Friday, October 18, 2019

How to use System Tap - Who killed my process




In computing, SystemTap (stap) is a scripting language and tool for dynamically instrumenting running production Linux kernel-based operating systems. System administrators can use SystemTap to extract, filter and summarize data in order to enable diagnosis of complex performance or functional problems.
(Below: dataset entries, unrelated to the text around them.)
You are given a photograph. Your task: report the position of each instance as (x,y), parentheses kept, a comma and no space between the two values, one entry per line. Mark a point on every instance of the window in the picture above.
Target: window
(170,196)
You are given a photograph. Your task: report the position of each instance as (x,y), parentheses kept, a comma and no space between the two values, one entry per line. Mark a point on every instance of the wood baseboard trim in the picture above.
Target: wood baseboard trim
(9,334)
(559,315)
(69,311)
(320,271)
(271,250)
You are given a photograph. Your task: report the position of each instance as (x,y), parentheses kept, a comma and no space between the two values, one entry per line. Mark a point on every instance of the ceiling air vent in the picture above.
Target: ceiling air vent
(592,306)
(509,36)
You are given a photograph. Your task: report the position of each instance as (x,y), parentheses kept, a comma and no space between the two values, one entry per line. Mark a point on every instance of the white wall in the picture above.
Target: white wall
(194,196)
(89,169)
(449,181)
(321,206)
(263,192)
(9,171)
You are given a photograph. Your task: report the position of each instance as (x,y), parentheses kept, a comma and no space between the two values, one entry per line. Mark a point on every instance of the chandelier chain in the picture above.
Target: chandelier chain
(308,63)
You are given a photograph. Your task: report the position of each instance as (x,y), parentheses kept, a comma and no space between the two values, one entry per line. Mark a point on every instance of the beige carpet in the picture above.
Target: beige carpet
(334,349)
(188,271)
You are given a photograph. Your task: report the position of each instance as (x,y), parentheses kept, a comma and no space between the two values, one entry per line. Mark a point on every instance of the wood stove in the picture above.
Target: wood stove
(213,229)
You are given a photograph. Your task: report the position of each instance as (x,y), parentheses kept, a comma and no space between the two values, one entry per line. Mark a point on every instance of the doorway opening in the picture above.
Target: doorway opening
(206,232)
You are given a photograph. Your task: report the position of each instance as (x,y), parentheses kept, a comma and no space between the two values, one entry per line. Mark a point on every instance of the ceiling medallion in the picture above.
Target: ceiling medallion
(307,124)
SystemTap consists of free and open-source software and includes contributions from Red Hat, IBM, Intel, Hitachi, Oracle, and other community members


Installation : yum install systemtap systemtap-runtime
 


To determine which process is sending the signal to application/process, it is necessary to trace the signals through the Linux kernel. 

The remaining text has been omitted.